1. Le droit au travail : un principe sous-jacent de validité et d’interprétation des clauses

1.1 La règle de l’article 2089 C.c.Q

1.1.2 Les critères prévus à l’article 2089 alinéa 2 C.c.Q

1.1.2.2 L’article 2089 alinéa 2 C.c.Q

1.1.2.2.3 L’évaluation globale de la clause : l’impact sur le droit au travail

«La jurisprudence considère […] que la nécessité de protéger les intérêts légitimes de l’employeur doit être appréciée en tenant compte du droit fondamental de l’employé de travailler et de gagner sa vie.»332 Ainsi, une fois déterminé que les trois limitations de durée, de territoire et de genre de travail sont raisonnables en elles-mêmes pour protéger les intérêts légitimes de l’employeur, il reste une étape primordiale de l’analyse à effectuer : l’évaluation globale de la raisonnabilité/nécessité de la clause pour protéger les intérêts légitimes de l’employeur. Cette analyse globale devrait se faire, et se fait souvent en l’espèce, sous l’angle de l’impact de la protection de ces intérêts légitimes sur le droit au travail, la liberté de travail et la capacité de l’employé de gagner sa vie.

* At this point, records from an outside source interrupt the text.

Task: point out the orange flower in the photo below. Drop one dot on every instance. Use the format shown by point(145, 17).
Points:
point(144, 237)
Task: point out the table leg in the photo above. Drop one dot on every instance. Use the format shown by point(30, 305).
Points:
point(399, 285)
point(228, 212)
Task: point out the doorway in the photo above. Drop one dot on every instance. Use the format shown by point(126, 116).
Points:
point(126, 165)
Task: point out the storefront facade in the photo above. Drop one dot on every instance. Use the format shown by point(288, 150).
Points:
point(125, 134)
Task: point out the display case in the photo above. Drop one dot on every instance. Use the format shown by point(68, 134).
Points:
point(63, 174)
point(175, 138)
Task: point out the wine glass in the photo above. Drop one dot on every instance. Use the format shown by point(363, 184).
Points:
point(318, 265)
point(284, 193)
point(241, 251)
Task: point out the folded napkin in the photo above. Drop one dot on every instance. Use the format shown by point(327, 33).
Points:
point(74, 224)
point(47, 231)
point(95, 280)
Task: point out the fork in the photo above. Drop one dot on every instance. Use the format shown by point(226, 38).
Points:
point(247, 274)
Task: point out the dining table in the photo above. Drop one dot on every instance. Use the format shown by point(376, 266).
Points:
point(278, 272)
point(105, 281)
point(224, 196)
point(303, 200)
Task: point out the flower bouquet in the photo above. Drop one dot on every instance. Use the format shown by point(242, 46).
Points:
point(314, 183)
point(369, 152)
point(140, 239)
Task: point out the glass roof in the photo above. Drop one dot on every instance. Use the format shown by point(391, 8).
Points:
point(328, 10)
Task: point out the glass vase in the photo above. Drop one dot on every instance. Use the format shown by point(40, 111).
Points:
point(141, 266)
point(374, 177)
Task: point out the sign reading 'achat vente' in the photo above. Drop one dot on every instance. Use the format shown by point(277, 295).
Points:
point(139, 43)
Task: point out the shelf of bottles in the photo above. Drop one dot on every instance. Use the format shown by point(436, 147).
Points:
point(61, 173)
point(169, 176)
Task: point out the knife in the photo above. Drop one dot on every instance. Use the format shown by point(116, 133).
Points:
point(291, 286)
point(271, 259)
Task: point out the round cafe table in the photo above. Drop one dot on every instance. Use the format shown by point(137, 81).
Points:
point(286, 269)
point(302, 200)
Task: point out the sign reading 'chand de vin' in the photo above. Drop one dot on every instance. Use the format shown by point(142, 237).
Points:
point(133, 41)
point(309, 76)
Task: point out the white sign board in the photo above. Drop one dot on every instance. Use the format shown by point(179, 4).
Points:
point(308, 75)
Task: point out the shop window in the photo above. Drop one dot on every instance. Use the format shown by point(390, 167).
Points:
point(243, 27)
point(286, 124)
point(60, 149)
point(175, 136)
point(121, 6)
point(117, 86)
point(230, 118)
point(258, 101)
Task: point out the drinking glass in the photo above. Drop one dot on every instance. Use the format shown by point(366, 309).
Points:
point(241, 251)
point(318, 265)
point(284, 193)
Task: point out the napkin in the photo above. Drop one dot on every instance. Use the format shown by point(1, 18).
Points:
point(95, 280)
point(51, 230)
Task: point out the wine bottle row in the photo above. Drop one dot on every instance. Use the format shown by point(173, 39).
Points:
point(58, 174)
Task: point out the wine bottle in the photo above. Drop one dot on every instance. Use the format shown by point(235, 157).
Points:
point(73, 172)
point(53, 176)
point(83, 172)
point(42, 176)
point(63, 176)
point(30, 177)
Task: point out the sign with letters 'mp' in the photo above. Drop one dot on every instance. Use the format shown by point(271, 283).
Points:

En effet, tel que nous l’avons déjà mentionné à de nombreuses reprises, l’article 2089 C.c.Q. existe en quelque sorte pour rétablir l’équilibre des fources entre l’employeur et l’employé et permettre de protéger adéquatement les intérêts commerciaux du premier tout en respectant le droit au travail du second333. Ainsi, la «liberté de travailler et de gagner sa vie sont des valeurs fondamentales véhiculées au sein de notre société. Les clauses de non-concurrence portant atteinte à de telles valeurs, elles ont généralement été envisagées sévèrement par les tribunaux.»334 Les tribunaux interprètent de manière très restrictive les clauses de non-concurrence335 et «le rapport de force qui favorise l’employeur constitue l’un des fondements de l’attitude restrictive dont font preuve les tribunaux à l’égard des clauses restrictives»336. Ce rapport de force mène d'ailleurs souvent à la conclusion que la clause de non-concurrence est comprise dans un contrat d’adhésion, dont les règles d’interprétation seront étudiées dans une section ultérieure337.

330 C.c.Q. art. 2089.

331 M. ST-PIERRE PLAMONDON, préc., note 84, p. 35, à la page 62. 332 N.-A. BÉLIVEAU, préc., note 4, p. 16.

333 M.-F. BICH, préc., note 3, p. 243, à la page 267.

334 N.-A. BÉLIVEAU et S. LEBEL, préc., note 99, p. 113, à la page 126.

335 Beau-T Stop distribution inc. c. Mailhot, préc., note 13, par. 28 ; voir aussi à ce sujet M.-F. BICH, préc.,

note 3, p. 243, aux pages 263 et 264.

336 N.-A. BÉLIVEAU, préc., note 4, p. 3. 337 Infra, section 1.3.2.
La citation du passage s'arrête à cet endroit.